Set yourself defined hours for working/studying. This allows you to make a clear distinction between work and home life and also supports you to build in regular breaks. Take breaks where you get up from your workspace, and potentially add in doing other things like household tasks, dog walking, or similar, during your breaks. This helps to give your mind a rest and also breaks up the monotony of sitting at a desk for long periods of time. You can also communicate your ‘working hours’ to family and friends and help them to follow a regular routine.
Log in regularly to check emails and Blackboard, but give yourself clear periods of the day when you do not check emails. This gives you the headspace to work. Similarly, whilst working/studying, stay away from your phone and online social media for defined periods of time.
Make a defined workspace, if you don’t already have one. This could be a separate room (if you have the space) or a designated area where you can work, and can get up and leave your work undisturbed, then come back to it. Ask those you live with to respect that space. Try to keep your workspace in reasonable order and regularly tidy it up and sort out your papers, books etc to help maintain your mental clarity.
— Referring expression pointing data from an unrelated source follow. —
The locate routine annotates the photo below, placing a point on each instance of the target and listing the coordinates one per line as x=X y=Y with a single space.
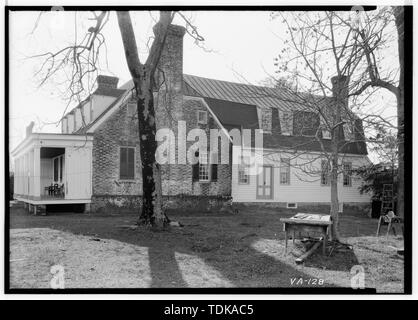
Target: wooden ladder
x=387 y=199
x=387 y=205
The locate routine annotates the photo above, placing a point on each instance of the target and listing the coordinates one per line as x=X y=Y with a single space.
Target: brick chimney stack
x=340 y=87
x=107 y=82
x=169 y=77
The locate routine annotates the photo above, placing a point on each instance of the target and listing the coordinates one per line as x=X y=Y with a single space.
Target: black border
x=408 y=161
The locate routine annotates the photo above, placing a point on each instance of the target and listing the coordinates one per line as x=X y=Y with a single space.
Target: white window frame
x=347 y=173
x=326 y=134
x=243 y=172
x=291 y=207
x=322 y=173
x=287 y=172
x=286 y=125
x=60 y=179
x=134 y=176
x=202 y=112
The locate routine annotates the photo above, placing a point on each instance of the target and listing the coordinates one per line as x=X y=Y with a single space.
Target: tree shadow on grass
x=214 y=247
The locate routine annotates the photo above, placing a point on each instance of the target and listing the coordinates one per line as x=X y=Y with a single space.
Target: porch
x=53 y=169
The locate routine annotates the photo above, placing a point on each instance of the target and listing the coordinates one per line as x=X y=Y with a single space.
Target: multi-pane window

Set daily goals. This would include prioritising what needs to be done on each day. If you have online meetings/classes in real time to attend, plan around these and ensure the software is working and you are ready to go when it happens. Start your day setting your goals, and end it reviewing them and noting what your plan for the next day would be.
Maintain contact with your friends, family and lecturers/colleagues where possible. Those conversations you have in class or in work serve a valuable function for emotional and mental health. Agree how you will communicate with your cohort/friends/colleagues, and check in on those who seem a little quiet.
Eat well and exercise. Things you can do at home include dancing to your favourite music, online workout videos, yoga, pilates, running up and down the stairs… and if you have kids, you can involve them in this too.
Try to spend some time each day on yourself. Whether this be reading a book in the bath, meditating, watching a favourite film, sitting listening to favourite music, cooking, building a wall, fixing a car, gardening, painting, sewing, knitting – whatever you like to do. Give your mind and emotions time to recharge. Allow yourself to acknowledge how you are feeling about all of this, and then focus on what you CAN do during this time, and how to make the most of it for you and those you love.
I recommend keeping a diary if you are so inclined.
Work with those around you (family, partners, friends) to maintain good relationships. Remember, this time will pass. Maintain clear communication and if you have a partner, set aside time that is just for the two of you, like a date night, on a regular basis.
Don’t be afraid to ask for help, however that might look. There are community groups being set up to support people, and the University is doing everything it can to help us all through this. Asking for help is a sign of strength, not weakness.
And finally, use this time to really focus again on your goals and to ask for support where needed. Your teaching team/colleagues are ready and able to support you, and although learning at a distance like this is very different, we are all in this together and together we will come through it.
I want to wish you all the very best during this time, and hope that you all find your path through this unknown country, knowing we are all just a few steps away.